Und wie hat sich der Anreiz der Spendenoption auf die Teilnahmebereitschaft der Studierenden ausgewirkt? „Gar nicht“, so Sandra Majer. „Interessanterweise hatte weder die Möglichkeit zur Spende selbst einen Einfluss auf die Teilnahmebereitschaft, noch deren Höhe.“ Dass der Gesamtrücklauf fast den Vorjahresstand (2.647 Studierende) erreichte, werten die Wissenschaftler vor dem Hintergrund generell nachlassender Teilnahme allerdings als positives Signal. „Deutliche Unterschiede zeigen sich bei der Wahl der Spendenorganisationen“, ergänzt Frank Multrus, „wobei jedoch die zufällig zugewiesene Experimentalgruppe und die damit verbundene vorgegebene Spendenhöhe keinen Einfluss auf die Wahl der Organisation hatte.“ Dafür kamen fachbereichs- und disziplinabhängige Präferenzen zum Vorschein: So wählten etwa Studierende der Biologie deutlich häufiger als alle anderen den Naturschutz, was auf von der Fachkultur geprägte Interessen und Werte schließen lässt.
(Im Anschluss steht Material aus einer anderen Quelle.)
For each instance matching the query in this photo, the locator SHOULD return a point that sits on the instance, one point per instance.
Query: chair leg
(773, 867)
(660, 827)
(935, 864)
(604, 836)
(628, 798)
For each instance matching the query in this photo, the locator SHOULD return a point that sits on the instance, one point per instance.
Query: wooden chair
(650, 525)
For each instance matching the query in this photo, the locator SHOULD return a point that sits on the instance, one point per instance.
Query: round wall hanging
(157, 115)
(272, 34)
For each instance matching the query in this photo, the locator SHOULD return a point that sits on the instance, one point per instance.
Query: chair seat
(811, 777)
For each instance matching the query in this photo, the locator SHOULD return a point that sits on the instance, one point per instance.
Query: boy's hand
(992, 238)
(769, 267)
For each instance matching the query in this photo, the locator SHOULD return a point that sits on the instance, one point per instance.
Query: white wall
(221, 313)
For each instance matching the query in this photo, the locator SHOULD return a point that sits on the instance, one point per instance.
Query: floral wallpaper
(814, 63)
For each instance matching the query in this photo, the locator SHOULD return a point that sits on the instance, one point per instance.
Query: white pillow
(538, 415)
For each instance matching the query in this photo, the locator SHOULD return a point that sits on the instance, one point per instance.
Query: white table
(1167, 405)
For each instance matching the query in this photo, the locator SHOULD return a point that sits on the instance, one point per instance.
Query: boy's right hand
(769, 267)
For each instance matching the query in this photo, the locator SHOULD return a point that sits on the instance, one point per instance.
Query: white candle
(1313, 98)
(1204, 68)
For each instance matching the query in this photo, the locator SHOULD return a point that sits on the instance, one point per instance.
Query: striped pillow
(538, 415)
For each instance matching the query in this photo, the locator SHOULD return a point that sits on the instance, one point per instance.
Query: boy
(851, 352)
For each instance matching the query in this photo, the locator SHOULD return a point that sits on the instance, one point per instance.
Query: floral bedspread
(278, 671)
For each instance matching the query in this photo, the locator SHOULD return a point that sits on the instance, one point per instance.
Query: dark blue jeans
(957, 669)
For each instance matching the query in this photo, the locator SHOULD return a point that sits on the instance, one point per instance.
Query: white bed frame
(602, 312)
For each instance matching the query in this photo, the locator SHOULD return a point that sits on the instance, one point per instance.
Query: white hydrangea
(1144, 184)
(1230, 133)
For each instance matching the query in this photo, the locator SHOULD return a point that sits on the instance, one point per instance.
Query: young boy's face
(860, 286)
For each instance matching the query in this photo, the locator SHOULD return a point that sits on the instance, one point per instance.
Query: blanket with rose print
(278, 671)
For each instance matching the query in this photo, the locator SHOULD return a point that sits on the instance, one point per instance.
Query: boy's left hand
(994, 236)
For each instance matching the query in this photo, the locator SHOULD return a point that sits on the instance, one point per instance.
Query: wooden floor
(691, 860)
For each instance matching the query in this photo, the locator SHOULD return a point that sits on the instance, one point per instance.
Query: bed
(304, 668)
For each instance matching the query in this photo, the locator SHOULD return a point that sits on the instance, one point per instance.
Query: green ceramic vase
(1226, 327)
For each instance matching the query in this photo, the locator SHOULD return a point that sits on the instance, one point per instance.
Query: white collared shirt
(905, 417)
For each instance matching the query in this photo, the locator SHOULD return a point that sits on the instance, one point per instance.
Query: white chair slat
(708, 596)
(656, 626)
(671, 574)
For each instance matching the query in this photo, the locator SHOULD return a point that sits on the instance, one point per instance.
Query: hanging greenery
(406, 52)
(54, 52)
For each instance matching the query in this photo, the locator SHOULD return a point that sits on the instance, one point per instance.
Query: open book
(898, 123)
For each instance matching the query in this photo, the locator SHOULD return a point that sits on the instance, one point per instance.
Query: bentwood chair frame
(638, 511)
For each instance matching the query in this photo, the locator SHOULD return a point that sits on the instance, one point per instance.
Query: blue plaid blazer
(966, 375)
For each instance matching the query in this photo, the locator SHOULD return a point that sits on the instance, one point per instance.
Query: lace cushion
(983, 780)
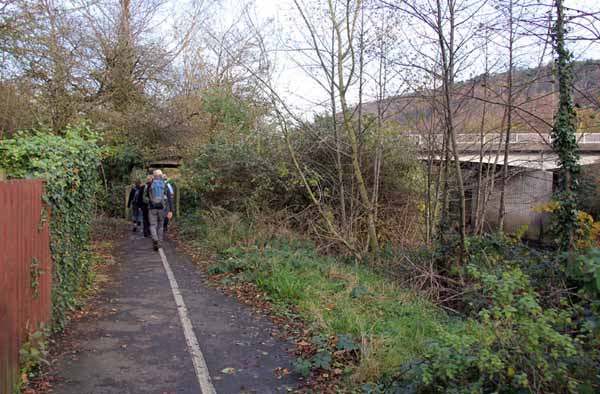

Insgesamt nahm die Teilnahmebereitschaft bei Studierenden ab dem siebten Studiensemester deutlich ab, wobei Studentinnen häufiger an der Befragung teilnahmen als Studenten. Auch bei der Wahl der Spendenorganisation zeigt das Experiment geschlechtsspezifische Vorlieben auf: „Studenten wählten im Vergleich zu ihren Kommilitoninnen seltener den Tierschutz und SOS Kinderdörfer, dafür häufiger Fridays for Future und Ärzte ohne Grenzen“, so Multrus weiter.